This is an encryption utility designed to backup a set of files. The files are packed into a gzipped tarball in-memory, and this is encrypted using NaCl via a scrypt-derived key.
It derives from the passcrypt utility in the
cryptutils, and was written as
an example for the book "Practical Cryptography with Go."
This program arose from the need to backup and archive files on removeable media that may be restored on multiple platforms. There aren't any well-supported and readily available disk encryption systems that work in this type of environment, and using GnuPG requires GnuPG, the archiver, and a suitable decompression program to be provided. This program is statically built and can run standalone on all the needed platforms.
This program assumes that an attacker does not currently have access to either the machine the archive is generated on, or on the machine it is unpacked on.
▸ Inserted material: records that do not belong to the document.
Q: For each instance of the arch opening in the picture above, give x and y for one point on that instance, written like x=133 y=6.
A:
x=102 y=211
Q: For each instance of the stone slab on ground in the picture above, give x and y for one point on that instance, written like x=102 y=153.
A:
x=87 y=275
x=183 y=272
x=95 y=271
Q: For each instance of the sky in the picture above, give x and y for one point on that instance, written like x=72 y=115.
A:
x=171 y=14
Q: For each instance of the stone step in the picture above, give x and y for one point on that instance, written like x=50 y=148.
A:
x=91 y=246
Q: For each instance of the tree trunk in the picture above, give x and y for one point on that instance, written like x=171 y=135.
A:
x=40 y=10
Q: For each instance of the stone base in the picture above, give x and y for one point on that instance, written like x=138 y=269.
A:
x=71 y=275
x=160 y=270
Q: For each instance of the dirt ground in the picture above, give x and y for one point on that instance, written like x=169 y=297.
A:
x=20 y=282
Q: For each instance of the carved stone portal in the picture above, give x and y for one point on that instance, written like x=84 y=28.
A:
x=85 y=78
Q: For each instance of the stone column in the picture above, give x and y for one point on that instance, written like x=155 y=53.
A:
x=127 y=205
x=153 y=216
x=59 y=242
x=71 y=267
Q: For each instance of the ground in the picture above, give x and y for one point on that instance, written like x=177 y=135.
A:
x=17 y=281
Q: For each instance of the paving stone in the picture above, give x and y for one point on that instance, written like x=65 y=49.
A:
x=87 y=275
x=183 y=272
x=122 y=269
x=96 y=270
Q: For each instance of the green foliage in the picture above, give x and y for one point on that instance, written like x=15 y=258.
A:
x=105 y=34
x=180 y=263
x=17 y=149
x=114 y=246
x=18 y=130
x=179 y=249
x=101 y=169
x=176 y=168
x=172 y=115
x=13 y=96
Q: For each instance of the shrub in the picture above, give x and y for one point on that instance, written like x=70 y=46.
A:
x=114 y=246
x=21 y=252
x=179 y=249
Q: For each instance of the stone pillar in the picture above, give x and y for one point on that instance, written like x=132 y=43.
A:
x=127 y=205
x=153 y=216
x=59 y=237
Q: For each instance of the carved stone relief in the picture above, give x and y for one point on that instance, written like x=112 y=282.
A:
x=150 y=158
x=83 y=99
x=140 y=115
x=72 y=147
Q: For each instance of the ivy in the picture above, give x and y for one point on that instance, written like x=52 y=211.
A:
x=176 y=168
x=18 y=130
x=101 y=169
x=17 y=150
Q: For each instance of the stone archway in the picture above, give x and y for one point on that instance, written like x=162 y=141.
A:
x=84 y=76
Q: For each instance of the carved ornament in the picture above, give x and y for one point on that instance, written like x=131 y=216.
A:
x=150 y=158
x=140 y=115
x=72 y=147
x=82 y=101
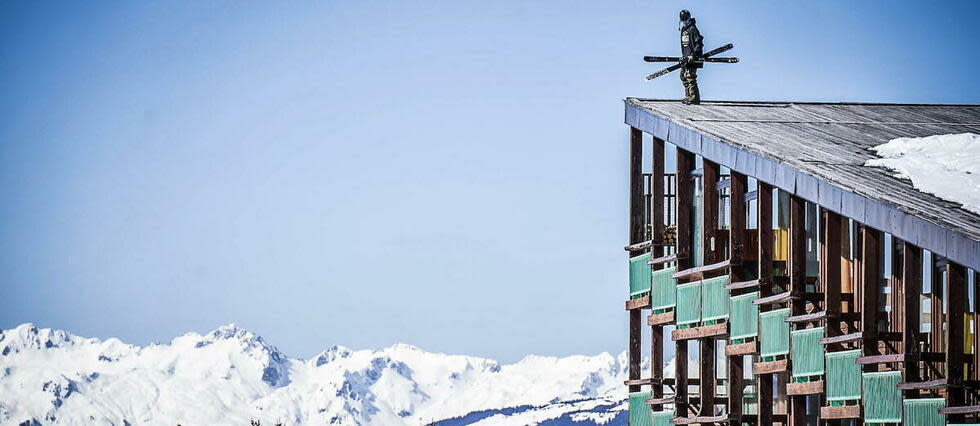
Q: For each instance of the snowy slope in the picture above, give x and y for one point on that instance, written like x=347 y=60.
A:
x=947 y=166
x=230 y=376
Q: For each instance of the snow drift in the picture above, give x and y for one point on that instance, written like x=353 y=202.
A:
x=947 y=166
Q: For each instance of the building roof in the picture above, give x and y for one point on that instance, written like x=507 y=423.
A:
x=817 y=151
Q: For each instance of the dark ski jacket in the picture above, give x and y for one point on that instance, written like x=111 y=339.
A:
x=691 y=41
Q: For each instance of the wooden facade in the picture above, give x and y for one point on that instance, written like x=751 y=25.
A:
x=801 y=314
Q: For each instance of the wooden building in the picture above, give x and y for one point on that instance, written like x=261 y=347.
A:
x=794 y=284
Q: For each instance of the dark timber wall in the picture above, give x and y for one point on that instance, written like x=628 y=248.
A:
x=902 y=334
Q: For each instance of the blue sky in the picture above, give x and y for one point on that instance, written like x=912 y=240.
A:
x=446 y=174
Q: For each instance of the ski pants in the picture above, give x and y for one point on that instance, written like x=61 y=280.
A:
x=689 y=76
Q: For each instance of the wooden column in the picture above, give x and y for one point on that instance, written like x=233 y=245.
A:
x=635 y=236
x=956 y=304
x=711 y=248
x=764 y=213
x=657 y=248
x=736 y=248
x=685 y=210
x=911 y=288
x=796 y=265
x=830 y=273
x=869 y=286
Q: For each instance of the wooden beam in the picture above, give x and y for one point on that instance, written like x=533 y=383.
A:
x=830 y=273
x=912 y=288
x=657 y=359
x=764 y=250
x=870 y=282
x=796 y=263
x=685 y=211
x=634 y=354
x=738 y=185
x=657 y=215
x=636 y=186
x=700 y=270
x=956 y=304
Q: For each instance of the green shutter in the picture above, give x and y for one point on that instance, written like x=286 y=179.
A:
x=714 y=298
x=640 y=412
x=639 y=275
x=924 y=412
x=662 y=418
x=744 y=316
x=807 y=352
x=882 y=400
x=688 y=310
x=664 y=293
x=774 y=330
x=843 y=376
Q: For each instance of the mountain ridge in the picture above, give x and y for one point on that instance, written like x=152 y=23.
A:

It is intended for medium to long-term storage of sensitive data at rest on removeable media that may be used to load data onto a variety of platforms (Windows, OS X, Linux, OpenBSD), where the threat of losing the storage medium is considerably higher than losing a secured laptop that the archive is generated on.
Key derivation is done by pairing a password with a randomly-chosen 256-bit salt using the scrypt parameters N=2^20, r=8, p=1. This makes it astronomically unlikely that the same key will be derived from the same passphrase. The key is used as a NaCl secretbox key; the nonce for encryption is randomly generated. It is thought that this will be highly unlikely to cause nonce reuse issues.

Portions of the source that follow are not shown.